An optional maximum size— A maximum file size limit can be specified.
A file growth increment— This amount is specified in megabytes or as a percentage.
The information and properties about each file for a
database are stored in the database visible via the system catalog view
called sys.database_files. This view exists in every database and contains information about each of the database files. The master database contains a similar view, sys.master_files, that contains file information for all databases within the SQL Server instance. Table 1 lists the most useful columns in the sys.database_files view.
Table 1. The sysfiles Table
Column Name | Description |
---|
file_id | A file identification number that is unique within each database |
file_guid | GUID for the file |
type | File type (0=rows [that is, data files], 1=log, 2=FILESTREAM, 4=Full-text catalogs prior to SQL Server 2008 |
type_desc | Description of the file type (ROWS, LOG, FILESTREAM, FULLTEXT) |
data_space_id | 0 represents a log file; values > 0 represent the ID of the filegroup the data file belongs to |
name | The logical name of the file |
filename | The physical name of the file, including path |
state | File state (0 = OFFLINE, 1 = RESTORING, 2 = RECOVERING, 3 = RECOVERY_PENDING, 4 = SUSPECT, 6 = OFFLINE, 7=DEFUNCT) |
state_desc | Description of the file state (OFFLINE, RESTORING, RECOVERING, RECOVERY_PENDING, SUSPECT, OFFLINE, DEFUNCT) |
size | Current size of the file in 8KB pages |
max_size | Maximum file size in 8KB pages |
growth | File growth setting (0=fixed, >0=autogrow in units of 8KB pages or by percentage if is_percent_growth is set to 1) |
is_media_read_only | 1=file is on read-only media |
is_read_only | 1= file is marked read-only |
is_sparse | 1=file is a sparse file |
is_percent_growth | 1=growth of file value is percentage |
SQL Server uses the file location information visible in the sys.master_files
catalog view most of the time. However, the Database Engine uses the
file location information stored in the primary file to initialize the
file location entries in the master database when attaching a database using the CREATE DATABASE statement with either the FOR ATTACH or FOR ATTACH_REBUILD_LOG options.
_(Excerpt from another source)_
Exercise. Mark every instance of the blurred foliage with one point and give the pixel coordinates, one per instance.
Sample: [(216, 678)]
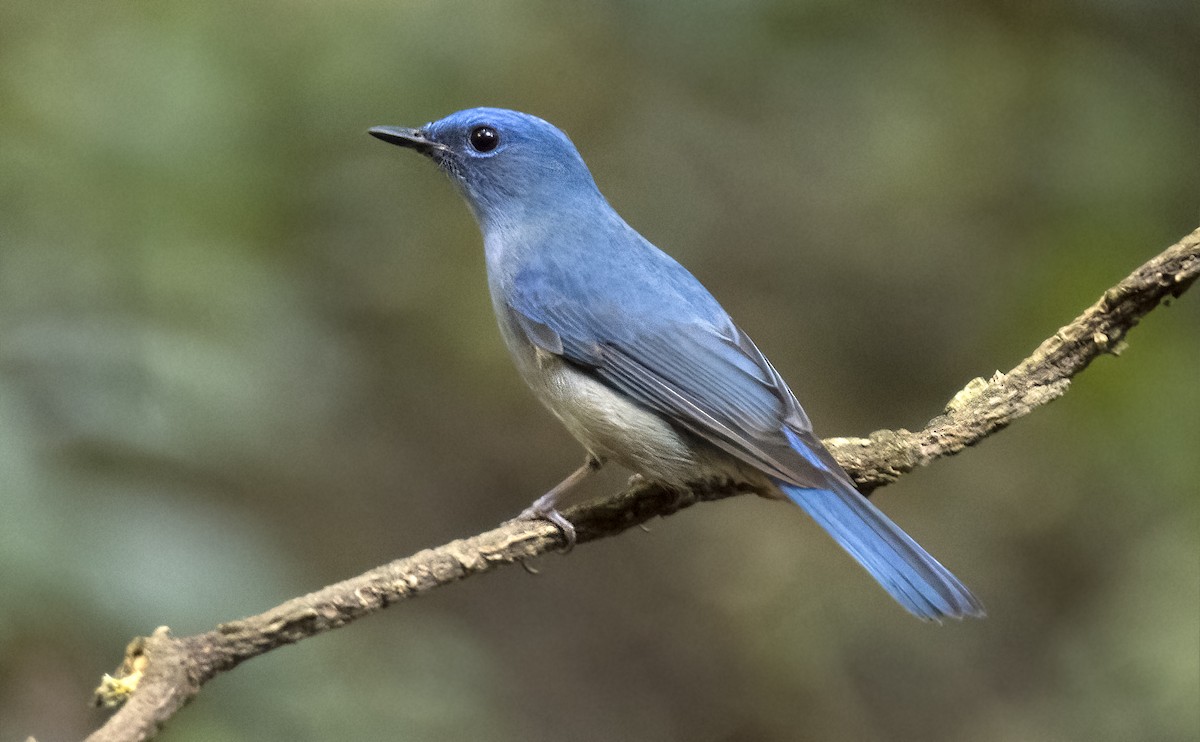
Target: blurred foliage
[(245, 349)]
Every database can have three types of files:
In addition, in SQL Server 2008, databases can also have FILESTREAM data files and full-text data files.
Primary Data File
Every database has only one primary database file. The location of the primary database file is stored in the master database (visible via the filename column in the sys.master_files
view). When SQL Server opens a database, it looks for this file and
then reads from the file information on the other files defined for the
database.
The file extension for the primary database file defaults to .mdf.
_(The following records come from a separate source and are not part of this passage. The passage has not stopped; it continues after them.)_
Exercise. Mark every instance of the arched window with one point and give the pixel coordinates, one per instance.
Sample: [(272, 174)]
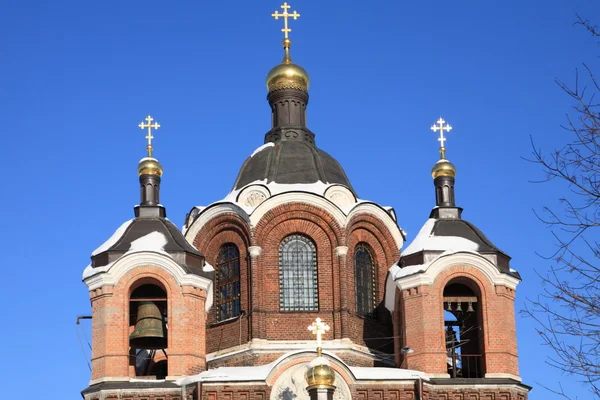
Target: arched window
[(298, 290), (228, 282), (364, 279), (463, 329)]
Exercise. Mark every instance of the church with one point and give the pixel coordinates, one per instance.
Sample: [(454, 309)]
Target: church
[(293, 287)]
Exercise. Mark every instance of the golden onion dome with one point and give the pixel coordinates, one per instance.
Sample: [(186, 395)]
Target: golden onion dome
[(149, 166), (320, 375), (443, 168), (287, 75)]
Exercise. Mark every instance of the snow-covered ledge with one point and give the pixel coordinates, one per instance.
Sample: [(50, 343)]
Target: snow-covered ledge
[(426, 274), (116, 270)]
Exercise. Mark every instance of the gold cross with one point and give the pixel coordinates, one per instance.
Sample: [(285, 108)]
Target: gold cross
[(441, 127), (285, 15), (149, 125), (318, 328)]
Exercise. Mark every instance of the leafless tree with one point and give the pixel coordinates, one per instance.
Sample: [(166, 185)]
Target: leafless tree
[(568, 309)]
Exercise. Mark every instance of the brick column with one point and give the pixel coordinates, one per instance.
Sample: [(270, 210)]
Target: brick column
[(341, 252), (423, 324), (256, 287), (501, 356), (110, 351), (187, 333)]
The primary database file always belongs to the default filegroup. It
is often sufficient to have only one database file for storing your
tables and indexes (the primary database file). The file can, of course,
be created on a RAID partition to help spread I/O. However, if you need
finer control over placement of your tables across disks or disk
arrays, or if you want to be able to back up only a portion of your
database via filegroups, you can create additional, secondary data files
for a database.
Secondary Data Files
A database can have any number of secondary files (in
reality, the maximum number of files per database is 32,767, but that
should be sufficient for most implementations). You can put a secondary
file in the default filegroup or in another filegroup defined for the
database. Secondary data files have the file extension .ndf by default.
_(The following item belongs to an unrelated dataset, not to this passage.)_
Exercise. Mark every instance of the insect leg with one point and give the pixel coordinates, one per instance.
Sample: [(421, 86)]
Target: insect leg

Following are some situations in which the use of secondary database files might be beneficial:
You want to perform a partial backup. A
backup can be performed for the entire database or a subset of the
database. The subset is specified as a set of files or filegroups. The
partial backup feature is useful for large databases, where it is
impractical to back up the entire database. When recovering with partial
backups, a transaction log backup must also be available.
You
want more control over placement of database objects. When you create a
table or index, you can specify the filegroup in which the object is
created. This could help you spread I/O by placing your most active
tables or indexes on separate filegroups defined on separate disks or
disk arrays.
Creating multiple files on a
single disk provides no real performance benefit but could help in
recovery. If you have a 90GB database in a single file and have to
restore it, you need to have enough disk space available to create a new
90GB file. If you don’t have 90GB of space available on a single disk,
you cannot restore the database. On the other hand, if the database was
created with three files each 30GB in size, you more likely will be able
to find three 30GB chunks of space available on your server.
The Log File
Each
database must have at least one log file. The log file contains the
transaction log records of all changes made in a database . By default, log files have the file extension .ldf.
A database can have several log files, and each log
file can have a maximum size of 32TB. A log file cannot be part of a
filegroup. No information other than transaction log records can be
written to a log file.
File Management
In SQL Server 2008, you can specify that a database
file should grow automatically as space is needed. SQL Server can also
shrink the size of the database if the space is not needed. You can
control whether to use this feature along with the increment by which
the file is to be expanded. The increment can be specified as a fixed
number of megabytes or as a percentage of the current size of the file.
You can also set a limit on the maximum size of the file or allow it to
grow until no more space is available on the disk.
Listing 1
provides an example of a database being created with a 10MB growth
increment for the first database file, 20MB for the second, and 20%
growth increment for the log file.
Listing 1. Creating a Database with Autogrowth
CREATE DATABASE Customer
ON ( NAME='Customer_Data',
FILENAME='D:\SQL_data\Customer_Data1.mdf',
SIZE=50,
MAXSIZE=100,
FILEGROWTH=10),
( NAME='Customer_Data2',
FILENAME='E:\SQL_data\Customer_Data2.ndf',
SIZE=100,
FILEGROWTH=20)
LOG ON ( NAME='Customer_Log',
FILENAME='F:\SQL_data\Customer_Log.ldf',
SIZE=50,
FILEGROWTH=20%)
GO
|
The Customer_Data file has an initial size of 50MB, a maximum size of 100MB, and a file increment of 10MB.
The Customer_Data2 file has an initial size of 100MB, has a file growth increment of 20MB, and can grow until the E: disk partition is full.
The transaction log has an initial size of 50MB; the file increases by 20% with each file growth. The increment is based on the current file size, not the size originally specified.
When creating or expanding data files in SQL Server
2008, SQL Server uses fast file initialization. This allows for the fast
execution of the file creation and growth. With fast file
initialization, the space is added to the data file immediately, but
without initializing the logical pages in the data file with zeros. The
existing disk content in the data file is not overwritten until new data
is written to the files. This provides a huge performance advantage
when a data file autogrows while an application is attempting to write
data to the database. The application does not need to wait until the
space is initialized; it can begin writing to the database immediately.
SQL Server also provides an option to autoshrink
databases as well as manually shrink databases. However, shrinking a
database is a resource-intensive process and should be done only if it
is absolutely imperative to reclaim disk space. Also, if a data file is
constantly shrinking and growing, it can lead to excessive file
fragmentation at the file system level as well as excessive logical
fragmentation within the file, both of which can lead to poor I/O
performance.